On Poetry’s podcast a while back, Don Share declared, “language makes lying possible.” These poems, as much as they accuse and complain, are odes to that language of lies, and to the greatest lie: that all of this belittling madness is not ephemeral,

    When we closed your eyes for good, you looked
    like you were checking the lids for pinpricks.

    When we closed ours, we could deny everything.


It’s always there, that hollow sense at the end of the joke, that hangover after the party:

                      Add in bed after any of my statements (in bed).
                               We’re Pete and Repeat sitting in a boat.

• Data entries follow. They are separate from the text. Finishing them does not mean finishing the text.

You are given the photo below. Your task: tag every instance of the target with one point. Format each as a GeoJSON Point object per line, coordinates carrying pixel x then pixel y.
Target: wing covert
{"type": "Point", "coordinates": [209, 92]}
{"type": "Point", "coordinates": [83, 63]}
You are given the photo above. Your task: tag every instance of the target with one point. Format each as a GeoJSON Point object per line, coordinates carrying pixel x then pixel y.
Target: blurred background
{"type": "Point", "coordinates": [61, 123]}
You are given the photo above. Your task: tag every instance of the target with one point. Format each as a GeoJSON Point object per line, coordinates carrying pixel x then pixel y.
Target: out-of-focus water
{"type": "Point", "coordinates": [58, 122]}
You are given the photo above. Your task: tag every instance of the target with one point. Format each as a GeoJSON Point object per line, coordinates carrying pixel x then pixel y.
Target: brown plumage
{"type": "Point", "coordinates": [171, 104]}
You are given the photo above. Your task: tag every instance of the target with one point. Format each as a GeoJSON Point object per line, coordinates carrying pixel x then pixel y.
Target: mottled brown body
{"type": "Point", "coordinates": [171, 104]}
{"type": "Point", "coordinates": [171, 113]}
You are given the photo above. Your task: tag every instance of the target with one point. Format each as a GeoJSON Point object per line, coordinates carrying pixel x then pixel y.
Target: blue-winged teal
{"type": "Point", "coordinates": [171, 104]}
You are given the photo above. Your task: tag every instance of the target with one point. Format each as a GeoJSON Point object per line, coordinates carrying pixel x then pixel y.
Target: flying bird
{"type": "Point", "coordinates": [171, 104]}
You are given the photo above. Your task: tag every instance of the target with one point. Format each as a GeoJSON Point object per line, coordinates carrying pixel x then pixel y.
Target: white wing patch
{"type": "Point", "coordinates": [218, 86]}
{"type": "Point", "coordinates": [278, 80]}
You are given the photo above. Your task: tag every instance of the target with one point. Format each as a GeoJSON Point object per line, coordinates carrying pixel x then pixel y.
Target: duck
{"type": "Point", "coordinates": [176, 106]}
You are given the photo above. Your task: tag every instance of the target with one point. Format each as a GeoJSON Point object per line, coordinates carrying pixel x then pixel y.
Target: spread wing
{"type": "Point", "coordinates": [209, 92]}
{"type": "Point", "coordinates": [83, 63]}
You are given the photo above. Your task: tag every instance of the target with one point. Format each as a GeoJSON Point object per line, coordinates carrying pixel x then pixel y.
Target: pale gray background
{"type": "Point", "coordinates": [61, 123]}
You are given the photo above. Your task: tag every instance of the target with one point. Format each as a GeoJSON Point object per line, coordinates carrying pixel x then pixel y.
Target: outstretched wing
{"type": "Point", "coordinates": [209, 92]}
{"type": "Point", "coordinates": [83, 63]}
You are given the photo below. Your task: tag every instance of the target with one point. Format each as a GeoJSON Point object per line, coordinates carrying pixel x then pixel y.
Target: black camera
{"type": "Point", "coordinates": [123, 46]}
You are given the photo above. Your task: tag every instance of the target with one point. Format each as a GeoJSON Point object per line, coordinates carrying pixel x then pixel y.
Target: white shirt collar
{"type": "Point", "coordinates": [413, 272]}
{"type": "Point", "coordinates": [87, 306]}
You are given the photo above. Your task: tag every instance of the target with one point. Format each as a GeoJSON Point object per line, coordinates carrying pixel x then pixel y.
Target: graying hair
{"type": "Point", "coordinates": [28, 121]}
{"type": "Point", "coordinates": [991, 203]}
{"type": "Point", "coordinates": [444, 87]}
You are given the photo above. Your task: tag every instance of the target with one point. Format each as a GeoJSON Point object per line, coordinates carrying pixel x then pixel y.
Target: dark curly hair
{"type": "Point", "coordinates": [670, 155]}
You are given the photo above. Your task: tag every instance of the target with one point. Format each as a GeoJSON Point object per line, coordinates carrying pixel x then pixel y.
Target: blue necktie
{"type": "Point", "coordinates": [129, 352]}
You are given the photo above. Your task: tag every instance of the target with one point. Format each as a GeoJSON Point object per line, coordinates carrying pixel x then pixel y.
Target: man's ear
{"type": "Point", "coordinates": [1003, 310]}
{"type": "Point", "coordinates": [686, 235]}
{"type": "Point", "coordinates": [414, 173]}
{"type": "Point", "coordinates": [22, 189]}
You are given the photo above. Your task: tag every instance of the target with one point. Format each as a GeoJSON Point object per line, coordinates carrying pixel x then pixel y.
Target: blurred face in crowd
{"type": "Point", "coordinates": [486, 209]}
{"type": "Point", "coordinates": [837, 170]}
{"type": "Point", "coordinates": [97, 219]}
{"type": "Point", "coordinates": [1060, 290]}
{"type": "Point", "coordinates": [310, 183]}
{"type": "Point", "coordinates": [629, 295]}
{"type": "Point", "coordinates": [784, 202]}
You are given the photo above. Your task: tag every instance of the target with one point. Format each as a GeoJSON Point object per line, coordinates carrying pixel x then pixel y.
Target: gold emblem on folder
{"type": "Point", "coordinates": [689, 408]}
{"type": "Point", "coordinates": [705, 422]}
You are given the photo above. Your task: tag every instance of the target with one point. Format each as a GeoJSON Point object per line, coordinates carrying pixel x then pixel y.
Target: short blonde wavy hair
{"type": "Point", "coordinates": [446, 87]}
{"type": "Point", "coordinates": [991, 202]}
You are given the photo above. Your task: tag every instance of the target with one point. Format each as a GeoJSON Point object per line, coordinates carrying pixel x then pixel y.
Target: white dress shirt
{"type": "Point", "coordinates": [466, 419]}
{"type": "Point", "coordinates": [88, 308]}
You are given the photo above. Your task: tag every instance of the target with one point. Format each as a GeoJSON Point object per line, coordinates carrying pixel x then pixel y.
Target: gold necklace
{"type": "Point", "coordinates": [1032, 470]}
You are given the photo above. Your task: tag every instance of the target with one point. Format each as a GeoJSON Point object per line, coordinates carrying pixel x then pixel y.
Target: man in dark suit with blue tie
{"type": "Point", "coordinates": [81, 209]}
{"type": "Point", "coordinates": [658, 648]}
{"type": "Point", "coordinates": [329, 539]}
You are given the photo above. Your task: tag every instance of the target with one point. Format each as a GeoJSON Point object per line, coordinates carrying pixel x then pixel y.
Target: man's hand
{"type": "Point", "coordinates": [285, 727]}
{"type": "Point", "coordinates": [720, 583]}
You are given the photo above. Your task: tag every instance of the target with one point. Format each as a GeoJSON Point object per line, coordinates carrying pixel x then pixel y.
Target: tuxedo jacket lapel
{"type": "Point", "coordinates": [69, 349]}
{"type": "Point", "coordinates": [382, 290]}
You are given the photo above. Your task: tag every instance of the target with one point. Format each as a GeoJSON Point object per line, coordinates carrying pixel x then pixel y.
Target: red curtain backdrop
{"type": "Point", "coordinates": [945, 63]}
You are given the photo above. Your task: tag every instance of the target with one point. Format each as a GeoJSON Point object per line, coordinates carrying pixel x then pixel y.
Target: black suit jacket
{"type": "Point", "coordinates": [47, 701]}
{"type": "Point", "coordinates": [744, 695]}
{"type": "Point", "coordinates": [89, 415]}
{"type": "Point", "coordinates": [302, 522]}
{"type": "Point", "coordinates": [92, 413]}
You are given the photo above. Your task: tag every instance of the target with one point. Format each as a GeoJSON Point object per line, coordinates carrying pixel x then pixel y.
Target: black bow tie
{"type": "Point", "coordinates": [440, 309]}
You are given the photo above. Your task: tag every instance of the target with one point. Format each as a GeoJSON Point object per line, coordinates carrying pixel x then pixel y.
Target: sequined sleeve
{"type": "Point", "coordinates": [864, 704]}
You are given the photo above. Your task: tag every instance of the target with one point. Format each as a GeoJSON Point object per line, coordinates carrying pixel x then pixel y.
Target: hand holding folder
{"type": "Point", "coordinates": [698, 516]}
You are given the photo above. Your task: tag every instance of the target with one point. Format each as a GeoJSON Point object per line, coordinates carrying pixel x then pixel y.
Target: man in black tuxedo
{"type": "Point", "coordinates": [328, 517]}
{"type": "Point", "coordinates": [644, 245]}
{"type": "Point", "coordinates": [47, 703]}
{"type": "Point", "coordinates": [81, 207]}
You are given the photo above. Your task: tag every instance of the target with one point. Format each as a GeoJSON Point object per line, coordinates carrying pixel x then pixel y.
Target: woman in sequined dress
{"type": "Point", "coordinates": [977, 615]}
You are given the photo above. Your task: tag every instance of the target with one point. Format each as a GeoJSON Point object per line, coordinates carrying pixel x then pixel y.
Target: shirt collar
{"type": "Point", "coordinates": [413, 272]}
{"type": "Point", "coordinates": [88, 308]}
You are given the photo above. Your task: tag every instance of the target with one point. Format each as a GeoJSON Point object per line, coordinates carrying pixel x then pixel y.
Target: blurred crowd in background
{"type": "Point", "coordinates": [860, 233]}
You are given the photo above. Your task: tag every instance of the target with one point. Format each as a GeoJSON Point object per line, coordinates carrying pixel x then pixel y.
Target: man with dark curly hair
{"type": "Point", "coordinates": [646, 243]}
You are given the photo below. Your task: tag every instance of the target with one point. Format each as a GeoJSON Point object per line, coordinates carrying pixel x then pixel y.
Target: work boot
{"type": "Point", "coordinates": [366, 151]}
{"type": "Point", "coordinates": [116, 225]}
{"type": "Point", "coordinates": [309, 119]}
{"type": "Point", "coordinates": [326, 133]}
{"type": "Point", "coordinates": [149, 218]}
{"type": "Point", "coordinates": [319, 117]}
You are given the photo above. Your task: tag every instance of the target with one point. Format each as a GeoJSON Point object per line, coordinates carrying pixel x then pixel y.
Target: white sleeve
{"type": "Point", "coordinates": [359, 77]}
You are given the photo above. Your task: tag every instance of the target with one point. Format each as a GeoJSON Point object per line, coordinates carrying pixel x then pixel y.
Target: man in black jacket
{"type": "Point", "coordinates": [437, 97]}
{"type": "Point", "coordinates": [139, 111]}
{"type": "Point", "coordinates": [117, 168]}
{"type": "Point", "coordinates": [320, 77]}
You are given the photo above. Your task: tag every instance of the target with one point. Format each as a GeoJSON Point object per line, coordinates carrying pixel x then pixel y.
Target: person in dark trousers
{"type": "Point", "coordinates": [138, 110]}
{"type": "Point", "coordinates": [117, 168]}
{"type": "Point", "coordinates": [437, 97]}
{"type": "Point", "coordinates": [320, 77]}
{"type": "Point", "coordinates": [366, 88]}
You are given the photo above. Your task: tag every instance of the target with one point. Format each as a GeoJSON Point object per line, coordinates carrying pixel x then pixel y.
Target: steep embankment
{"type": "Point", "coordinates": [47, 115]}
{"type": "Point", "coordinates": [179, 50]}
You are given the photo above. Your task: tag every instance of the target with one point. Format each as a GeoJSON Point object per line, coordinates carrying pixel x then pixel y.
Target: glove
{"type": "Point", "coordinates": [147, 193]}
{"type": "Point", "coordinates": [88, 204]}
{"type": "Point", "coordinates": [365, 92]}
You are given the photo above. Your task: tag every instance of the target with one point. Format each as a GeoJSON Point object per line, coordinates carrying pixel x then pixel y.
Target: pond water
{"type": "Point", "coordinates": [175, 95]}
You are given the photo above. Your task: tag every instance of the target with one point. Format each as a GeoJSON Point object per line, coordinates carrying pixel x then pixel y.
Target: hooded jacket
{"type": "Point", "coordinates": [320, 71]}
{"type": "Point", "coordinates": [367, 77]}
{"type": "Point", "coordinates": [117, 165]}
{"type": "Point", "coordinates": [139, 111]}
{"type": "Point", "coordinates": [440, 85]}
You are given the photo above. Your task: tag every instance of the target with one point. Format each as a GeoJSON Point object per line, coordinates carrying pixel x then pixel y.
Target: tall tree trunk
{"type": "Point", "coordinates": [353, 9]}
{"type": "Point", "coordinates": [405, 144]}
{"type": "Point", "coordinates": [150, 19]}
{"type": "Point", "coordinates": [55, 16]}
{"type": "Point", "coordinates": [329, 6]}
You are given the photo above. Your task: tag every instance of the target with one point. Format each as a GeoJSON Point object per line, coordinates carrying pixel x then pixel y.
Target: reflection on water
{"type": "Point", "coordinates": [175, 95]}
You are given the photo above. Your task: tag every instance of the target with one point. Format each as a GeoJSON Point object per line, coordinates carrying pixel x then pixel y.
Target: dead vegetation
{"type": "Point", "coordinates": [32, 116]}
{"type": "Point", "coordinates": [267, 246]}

    If I complement you, will you compliment me?
               When I’m with you, don’t whisper implications.
                        When I’m incognito, tell everyone I’m cute.
                                   When I’m gone, say I was beautiful.
 

A reveler in oxymorons and ironies, Schroeder rolls through The Royal Nonesuch with his cheeky, stinging mojo on full-tilt: “This bunker-buster bomb is user friendly, idiot proof and child safe for the entire family to enjoy, eight to 88 / This gun wants to tuck your kids into bed / This one would fuck anybody.” He’s a gamer and a scam artist to the very end, where he offers his “Transgressions” index, a sort of categorizing of the sins his poems illustrate, everything from “bad advice” to “substance abuse.” And though this collection can feel, at intervals, like it strikes the same note too many times, it’s fast-paced, double entendre, witty jabs and word games make it too much fun to put down. It’s a good laugh (itself difficult to pull off so intelligently in contemporary poetry) that also gradually builds a poignant sense of pathos for its conned and broken speaker.